(1)Выражение «гамбургский счёт» появилось у меня так.
(2)В 20–е годы Союз писателей в старом своём составе, как одна из писательских организаций, находился в Доме Герцена по Тверскому бульвару. (3)Было лето. (4)На первый этаж прямо в сад выходил большой тент: под тентом был ресторан, и весь первый этаж тоже был рестораном.
(5)Поваром ресторана был человек, фамилию которого я забыл; знаю, что по прежней своей профессии он являлся цирковым борцом.
(6)К нему приходили большие, уже немолодые люди, они садились тяжело на стулья и, как помнится мне, иногда нарочно их ломали.
(7)Шеф-повар для своих друзей приготовлял винегрет; порции подавались в больших, специально купленных умывальных тазах. (8)После такой закуски люди ели обед.
(9)Раз пришёл человек, менее других отяжелевший, но всех крупнее. (10)Вокруг него сразу образовалась свита, расположившаяся по рангам: это был Иван Поддубный. (11)Пришёл он с борьбы: боролись в цирке Шапито. (12)Было тогда Поддубному 70 лет. (13)Его попросили выступить бороться. (14)Рассказал он об этом спокойно: — Бороться в 70 лет, — говорил Поддубный, — нельзя, но показать, как борются, можно. (15)Да и знали все, что меня по моему рангу положить нельзя. (16)Нехорошо человека в 70 лет вдруг взять да и положить на лопатки.
(17)— Показываю я перекат и вдруг чувствую, что мой молодой напарник хочет меня прижать, вместо того чтобы дать мне показать классический мост.
(18)Дальше я рассказываю точно:
(19)— Бороться в 70 лет нельзя, но две минуты или одну минуту я могу быть сильнее другого борца на сколько угодно. (20)Но я никогда не толкался. (21)Если бы мы толкались, живых бы не было. (22) А тут я его толкнул; его унесли на доске. (23)На что шеф-повар сказал спокойно:
— Пускай помнит гамбургский счёт!
(24)Я спросил, что такое гамбургский счёт, и мне объяснили, что это счёт без условностей, без наигрыша. (25)Его в старину устанавливали в Гамбурге на закрытых состязаниях — без публики.

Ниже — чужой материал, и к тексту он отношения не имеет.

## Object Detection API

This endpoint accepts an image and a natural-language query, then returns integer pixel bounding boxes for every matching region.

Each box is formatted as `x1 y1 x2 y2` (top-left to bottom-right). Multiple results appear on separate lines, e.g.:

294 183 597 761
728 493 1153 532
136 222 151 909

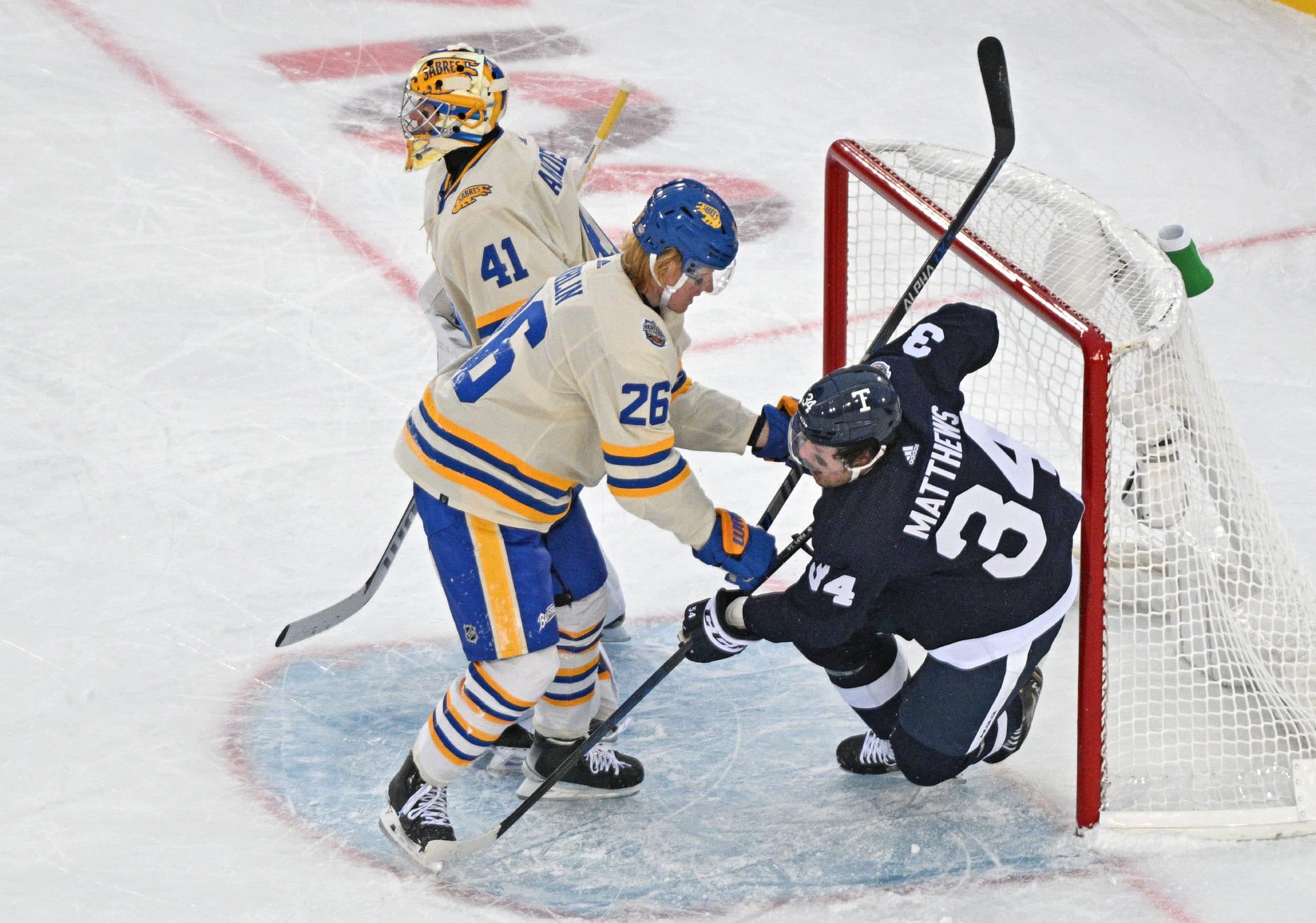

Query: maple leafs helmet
631 179 740 307
790 363 900 478
397 44 508 170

(26)Я написал о Поддубном и гамбургском счёте и, издавая книгу, включил туда этот рассказ. (27)Мне посоветовали в издательстве вынести это название на обложку. (28)Было это в 1924 году.
(29)Через 25 лет Константин Симонов во время борьбы с космополитизмом напомнил этот мой рассказ и на много лет прижал меня на лопатки.
(30)Как мне говорил Александр Фадеев, меня в дискуссии «не должны были упоминать».
(31)Я сейчас не собираюсь толкаться, но скажу, что речь Симонова напечатала центральная газета «Правда» в 1949 году. (32)С тех пор мои рассказы не принимал ни один журнал.
(33)А через год в одном из очерков о жизни деревни, в разговоре колхозников, я прочитал: «А вот мы сейчас ему устроим гамбургский счёт». (34)Это говорилось, насколько я помню, про соседа, который жил нечестно, занимался показухой.
(35)Значит, читали мой рассказ эти простые люди, если запомнилось им и само выражение, и его смыслы.
(36)В спорте существует олимпийский счёт, который, благодаря значению состязания, является истинным счётом, потому что у него есть показатели, которые можно проверить. (37)В искусстве правила счёта иногда нарушают, и человек, объявленный чемпионом, вдруг появляется на лотке уценённых книг.
(38)Так что, значит, гамбургский счёт, без показухи, без обмана, есть и в литературе.
(По В.Б.Шкловскому)
Каким должно быть творчество писателя? Таким вопросом задаётся автор.
Размышляя над этой проблемой, Шкловский делится воспоминаниями о том, как Константин Симонов во время борьбы с писателями-космополитами «прижал» его. Автор считает, что в искусстве «правила счёта иногда нарушают», потому что газета «Правда» напечатала речь Симонова в 1949 году и рассказы Шкловского не принимал ни один журнал. Однако писатель подчёркивает, что в одном из очерков о жизни деревни он прочитал: «А вот мы сейчас ему (вероятно, соседу, который жил нечестно) устроим гамбургский счёт, положим его на лопатки». Шкловский приходит к выводу, что «гамбургский счёт» есть и в литературе, потому что его рассказ читали «простые люди».
Таким образом, автор подводит нас к мысли: творчество писателя заключается не в том, что он поддерживает действующую власть или занимает высокое положение в обществе, а в том, что «простые люди» читают и ценят его произведения.